In Germany internal emigration, when freedom was given to emigrate and settle elsewhere without paying taxes, increased so much that in 1900 barely 70% of the population was native of the place. The surplus of births in agricultural regions spilled over into industrial regions and large cities; all of which have a more or less high percentage of residents who are natives of other parts of the state. Thus in Westphalia and in the Rhineland in no small number Polish peasants from the eastern provinces of the empire settled, where the large landed estates had to turn to the neighboring provinces of the Russian Empire which provided mainly temporary workers. According to thembaprograms, their number was just under half a million in the years before the World War. Having almost entirely lost Posnania and West Prussia, Germany, within its present borders, annually has a much smaller number of temporary Slavic immigrants. The increase in population, due to internal emigration, was very strong in Brandenburg, Hamburg, Schleswig-Holstein, Lübeck and Mecklenburg, in the province of Rhine and Westphalia, in the state of Saxony and in Thuringia. The countries of origin of these immigrants were the eastern provinces, Brunswick, Anhalt, the Prussian province of Saxony and southern Germany, which therefore suffered a loss. Nor should we overlook the fact that from Alsace Lorraine annexed to France, West Prussia and Posnania became part of the new Polish state,
Emigration abroad, with the establishment of colonies, was, it can be said, a constant phenomenon of the German population. It began in Europe as far back as the Middle Ages, because Germany could not give its ever-growing population sufficient space and food. The whole eastern part of Germany, formerly occupied by Slavic and Baltic populations, was slowly and painfully colonized. Emigration, with colonization, also spread to Poland and far from the Germanic region: in the century. XII colonization took place in Transylvania, from the century. From the 16th to the 19th century, migratory currents moved to the Hungarian plain, southern Russia and the Volga basin.

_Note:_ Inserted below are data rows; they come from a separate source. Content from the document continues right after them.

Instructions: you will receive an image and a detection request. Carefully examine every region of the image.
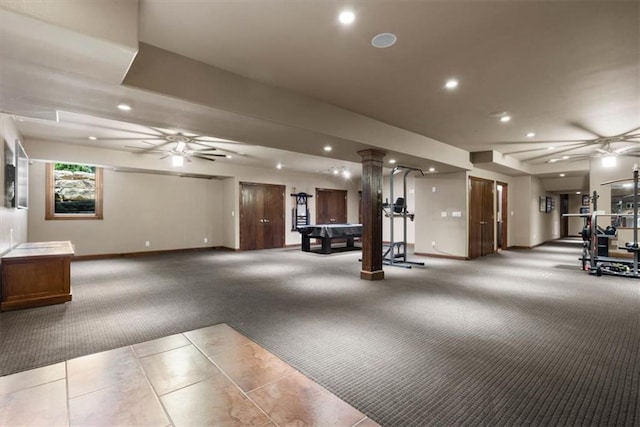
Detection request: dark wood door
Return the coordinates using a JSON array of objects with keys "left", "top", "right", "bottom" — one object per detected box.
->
[
  {"left": 497, "top": 182, "right": 508, "bottom": 250},
  {"left": 316, "top": 188, "right": 347, "bottom": 224},
  {"left": 469, "top": 177, "right": 495, "bottom": 259},
  {"left": 560, "top": 194, "right": 569, "bottom": 237},
  {"left": 240, "top": 183, "right": 285, "bottom": 250}
]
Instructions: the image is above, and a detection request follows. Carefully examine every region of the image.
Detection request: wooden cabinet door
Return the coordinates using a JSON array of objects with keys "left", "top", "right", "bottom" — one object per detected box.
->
[
  {"left": 316, "top": 189, "right": 347, "bottom": 224},
  {"left": 240, "top": 183, "right": 284, "bottom": 250}
]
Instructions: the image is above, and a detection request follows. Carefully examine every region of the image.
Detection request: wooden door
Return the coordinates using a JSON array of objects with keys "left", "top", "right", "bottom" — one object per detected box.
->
[
  {"left": 497, "top": 182, "right": 508, "bottom": 250},
  {"left": 316, "top": 188, "right": 347, "bottom": 224},
  {"left": 262, "top": 184, "right": 285, "bottom": 248},
  {"left": 240, "top": 183, "right": 285, "bottom": 250},
  {"left": 560, "top": 194, "right": 569, "bottom": 237},
  {"left": 469, "top": 177, "right": 495, "bottom": 259}
]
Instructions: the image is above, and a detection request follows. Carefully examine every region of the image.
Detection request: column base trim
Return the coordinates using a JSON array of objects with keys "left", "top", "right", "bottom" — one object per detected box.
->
[{"left": 360, "top": 270, "right": 385, "bottom": 281}]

Of somewhat more recent origin is the movement of transmarine emigration that began in the century. XVII, towards America. The Thirty Years War, the devastation of the Palatinate by the French, the unfavorable years for agricultural production and the political and religious struggles of 1848, gave impetus to this movement. It has been calculated that after 1845, 7 million Germans left their homeland. From 1848, the movement increased from year to year. The emigrants, mostly peasants, were leaving en masse, leaving their native village to settle overseas. This represented a considerable loss for Germany, aggravated by the fact that the Germans, due to their adaptability, easily assimilate with the host population.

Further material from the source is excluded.